Ma Huntington smonta molti altri luoghi comuni. Dimostra per esempio come si debba parlare, riguardo al peso crescente dell’oligopolio delle corporations , non tanto di “fine” quanto di “crisi” dello stato-nazione, spesso “svenduto” dalla passività-pavidità di molti politici: prova ne sia, in tempi recenti, il contrasto tra un Bush che prende ordini dai suoi elettori (industrie del farmaco e del petrolio) e un Mario Monti che ferma la fusione Honeywell-General Electric. Oppure dimostra come la fine della Guerra Fredda non abbia solo fatto cadere il Comunismo, ma anche aperto la crisi degli Stati Uniti, scongelando tutte le forze antiamericane ibernate dall’impero sovietico.

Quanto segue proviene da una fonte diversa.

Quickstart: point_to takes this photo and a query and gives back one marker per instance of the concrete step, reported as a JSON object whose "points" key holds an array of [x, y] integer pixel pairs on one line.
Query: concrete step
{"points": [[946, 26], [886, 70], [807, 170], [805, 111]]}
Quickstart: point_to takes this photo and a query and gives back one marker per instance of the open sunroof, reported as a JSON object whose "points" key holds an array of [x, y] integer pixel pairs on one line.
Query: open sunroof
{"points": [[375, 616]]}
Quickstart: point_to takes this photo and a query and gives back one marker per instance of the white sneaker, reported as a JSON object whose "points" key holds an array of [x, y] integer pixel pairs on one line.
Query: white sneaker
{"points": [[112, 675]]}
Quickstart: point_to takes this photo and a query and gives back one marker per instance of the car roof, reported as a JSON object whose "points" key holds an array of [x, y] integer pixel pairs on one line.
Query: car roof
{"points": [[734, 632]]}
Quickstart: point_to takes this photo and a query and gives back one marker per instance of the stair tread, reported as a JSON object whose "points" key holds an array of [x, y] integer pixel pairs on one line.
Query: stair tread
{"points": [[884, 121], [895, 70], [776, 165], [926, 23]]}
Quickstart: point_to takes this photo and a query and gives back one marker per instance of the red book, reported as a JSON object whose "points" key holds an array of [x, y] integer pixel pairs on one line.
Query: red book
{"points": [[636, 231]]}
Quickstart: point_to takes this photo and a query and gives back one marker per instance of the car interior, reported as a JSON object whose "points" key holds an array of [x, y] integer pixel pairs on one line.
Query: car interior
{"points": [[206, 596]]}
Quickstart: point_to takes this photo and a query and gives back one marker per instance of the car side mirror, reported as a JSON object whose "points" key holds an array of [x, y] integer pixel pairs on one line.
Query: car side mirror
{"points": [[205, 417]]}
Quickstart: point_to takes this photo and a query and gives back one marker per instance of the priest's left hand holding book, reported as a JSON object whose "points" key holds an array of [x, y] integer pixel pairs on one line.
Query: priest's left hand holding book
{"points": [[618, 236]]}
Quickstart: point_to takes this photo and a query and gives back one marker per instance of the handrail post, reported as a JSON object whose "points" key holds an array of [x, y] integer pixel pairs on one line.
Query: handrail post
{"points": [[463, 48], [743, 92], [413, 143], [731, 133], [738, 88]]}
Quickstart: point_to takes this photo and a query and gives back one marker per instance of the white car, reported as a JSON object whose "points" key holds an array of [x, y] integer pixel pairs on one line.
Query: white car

E qui veniamo al libro scioccante di Johnson, dedicato proprio a questo tema e in particolare ai blowbacks (“ritorni di fiamma”), cioè alle risposte violente a interventi americani e vendute all’opinione pubblica come atti terroristici (vedi gli attentati alle ambasciate americane come contraccolpi all’instaurazione di regimi targati Cia). Johnson – che è stato per decenni in Giappone ed è professore emerito all’Università della California – insiste soprattutto sulle conseguenze devastanti di una politica da Guerra Fredda in era post-Guerra Fredda. Se infatti l’appoggio degli Stati Uniti a dittatori in decine di Paesi asiatici, latino-americani e africani trovava “giustificazione” nel contesto bipolare (anche se genocidi come quello di Cheju, in Corea del Sud, nel ’48, hanno trovato in Occidente un’eco infinitamente minore di quello coevo dei sovietici a Praga), nel contesto multipolare operazioni simili hanno l’unico effetto di esasperare l’antiamericanismo-antioccidentalismo. E non solo per la militarizzazione in sé: fenomeni come la vendita sistematica di armi da parte del Pentagono (spesso con la mediazione degli ambasciatori), l’immunità dei marines nel mondo (dagli stupri di Okinawa alla funivia di Cavalese) e la prosecuzione della politica imperialista “a totale insaputa” dell’opinione pubblica (con conseguente inasprimento dell’intolleranza davanti ai blowbacks ) non fanno che inibire una vera “globalizzazione”, cioè una condivisione di valori e di spazi socio-economici e culturali.
Nei termini di Huntington, il potere coercitivo non può alla lunga sostituire il potere persuasivo. E se l’Occidente non lo capirà in tempo – continuando a scambiare per realismo la propria miopia – l’unica cosa che riuscirà a globalizzare sarà la cultura (l’incultura) del conflitto.